According to data compiled by the company, the total number of services received by Radianz customers over the company’s shared infrastructure increased by 39% from June 30, 2003 to 27,060 as of June 30, 2004. Additionally, the average number of services received by each customer increased by almost 20% to just under three per customer over the same period, with several clients each receiving between 40 and 50 Provider services over the Radianz infrastructure. As of mid-year 2004, Radianz was distributing services from 130 providers to some 10,000 customer sites over its shared infrastructure platform.
Brennan Carley, Radianz Chief Product and Technology Officer, noted that the data showed that the Radianz shared infrastructure model was gaining significant traction in the financial industry. “We are now routinely delivering multiple Provider applications and services to many of our customers over our industry-standard platform,” Carley said. “In fact, roughly two out of three of our sales so far this year have involved adding additional services to the existing infrastructure at our customer locations.
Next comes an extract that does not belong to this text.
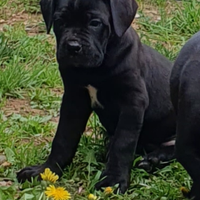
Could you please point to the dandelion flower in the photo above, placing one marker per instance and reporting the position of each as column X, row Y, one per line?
column 48, row 175
column 108, row 190
column 58, row 193
column 92, row 197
Our customers definitely see the benefits of shared infrastructure – lower costs, less complexity, and faster access to new services.”
Radianz also added several high profile information and technology suppliers to its global service provider community over the past year, including GovPx, Macgregor, RTS, CLSA and Thomson Financial.
“Many financial institutions have already moved to neutral IP-based distribution platforms, such as Radianz,” noted Michael Haney, an analyst with the research firm Celent. “They immediately benefited from the advantages that a shared infrastructure brings, including lower expenses and simpler maintenance. These firms are increasingly looking beyond basic connectivity needs towards value-added services they can receive over the platform. Providers of these services now realize that linking into such networks provides an instantaneous base of potentially thousands of customers.”